UCSB notes (in the same article linked above) that:
"Recovery from sexual assault is not a smooth, linear process. Although recovery here is presented in 'stages,' a survivor does not move from stage 1 to stage 2 to stage 3 in a simple manner until she is 'recovered' and then leave it all behind. The healing process may be accurately imagined as an upward spiral in which a survivor moves toward recovery, but moves back and forth through the different stages. ... For example, survivors may tap into denial at any time as a way of coping with other life stresses, or a survivor who has recovered greatly may suddenly be overwhelmed by an event and find the rape is consuming her once again. This is completely expected, and is not moving 'backwards' in recovery; rather, it often provides a new perspective on familiar feelings, or an opportunity to work through feelings which may have been too difficult at an earlier time."
I thought this was such an important point. Often we expect (or others do) that once we have worked through some part of the SA, we are "ok" with it and it will no longer bother us, that once we have talked out one aspect of it, it need not be visited again. This is simply not how it works, and expecting the impossible will only result in disappointment and hurt and frustration with the healing process.

Monday, December 20, 2010

A Support Group, and Why It's Difficult to Talk About

So, I have "applied" to join a support group. Finally. I hope this works out. Mostly cause I do not think there are any more in nearby cities and I don't want to end up driving a million miles away. Now, once my new insurance forms come in (hopefully correct this time!) I'm going to see a new Dr, my records are in the process of being transferred over there. I seem to have gotten it a little more together :) I have also been looking at jobs. Nothing in the field I'm looking for yet, but I'm still looking.
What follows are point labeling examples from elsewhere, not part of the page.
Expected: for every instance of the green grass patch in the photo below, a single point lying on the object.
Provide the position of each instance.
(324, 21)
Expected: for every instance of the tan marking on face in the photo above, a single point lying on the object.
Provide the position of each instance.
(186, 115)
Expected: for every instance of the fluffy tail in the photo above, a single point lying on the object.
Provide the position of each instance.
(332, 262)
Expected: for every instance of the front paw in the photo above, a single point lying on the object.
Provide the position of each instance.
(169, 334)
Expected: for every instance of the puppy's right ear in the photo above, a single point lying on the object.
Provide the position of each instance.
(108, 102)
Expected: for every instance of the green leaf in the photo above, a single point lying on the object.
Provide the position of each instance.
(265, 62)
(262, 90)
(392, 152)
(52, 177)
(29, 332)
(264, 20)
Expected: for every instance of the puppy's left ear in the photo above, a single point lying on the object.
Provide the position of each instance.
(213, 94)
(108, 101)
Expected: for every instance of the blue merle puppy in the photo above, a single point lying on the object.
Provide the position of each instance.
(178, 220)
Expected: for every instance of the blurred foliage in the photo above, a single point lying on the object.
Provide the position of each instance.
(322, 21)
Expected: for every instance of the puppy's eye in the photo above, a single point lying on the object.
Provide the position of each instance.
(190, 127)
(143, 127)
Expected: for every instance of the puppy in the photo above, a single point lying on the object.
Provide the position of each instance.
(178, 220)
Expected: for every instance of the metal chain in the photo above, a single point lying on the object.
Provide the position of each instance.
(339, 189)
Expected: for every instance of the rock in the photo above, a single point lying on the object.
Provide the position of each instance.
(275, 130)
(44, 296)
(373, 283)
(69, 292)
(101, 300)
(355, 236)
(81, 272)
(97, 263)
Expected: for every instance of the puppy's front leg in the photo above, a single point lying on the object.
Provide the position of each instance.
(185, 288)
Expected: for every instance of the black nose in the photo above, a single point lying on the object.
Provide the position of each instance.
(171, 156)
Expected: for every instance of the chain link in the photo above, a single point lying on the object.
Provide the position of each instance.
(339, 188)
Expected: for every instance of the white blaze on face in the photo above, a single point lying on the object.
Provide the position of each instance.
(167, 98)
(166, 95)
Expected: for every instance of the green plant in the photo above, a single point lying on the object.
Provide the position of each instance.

I am a little nervous about the group, but also feeling a little like a weight has been lifted. Like a bit relieved that I'll be able to listen to other people who have been in similar situations and maybe eventually feel comfortable enough to get some things out, maybe find some understanding, maybe understand my own self a little more and start to feel comfortable in my own skin again. That would be nice, wouldn't it?

Going to a group reminds me of a discussion I have been following on Pandy's. About why it's difficult to talk about. So far people have said:
  • because of shame and/or guilt
  • because we don't want pity and that is a typical reaction
  • because putting it out loud makes it more real
  • because the words can be triggering
  • because we are afraid of what people will think of us
I think all of these are true for me. I guess at some point I'll feel ok enough in the group to talk, right? I think once the words are out, it's ok, it feels a little better (it has to, right?), it's just saying them that is difficult. But I don't even have to worry about this yet because I still have to be "accepted" to the group and go and find out whether I like it and feel safe there for talking.

Seems like, when you take things one day at a time, in little steps, it's much easier.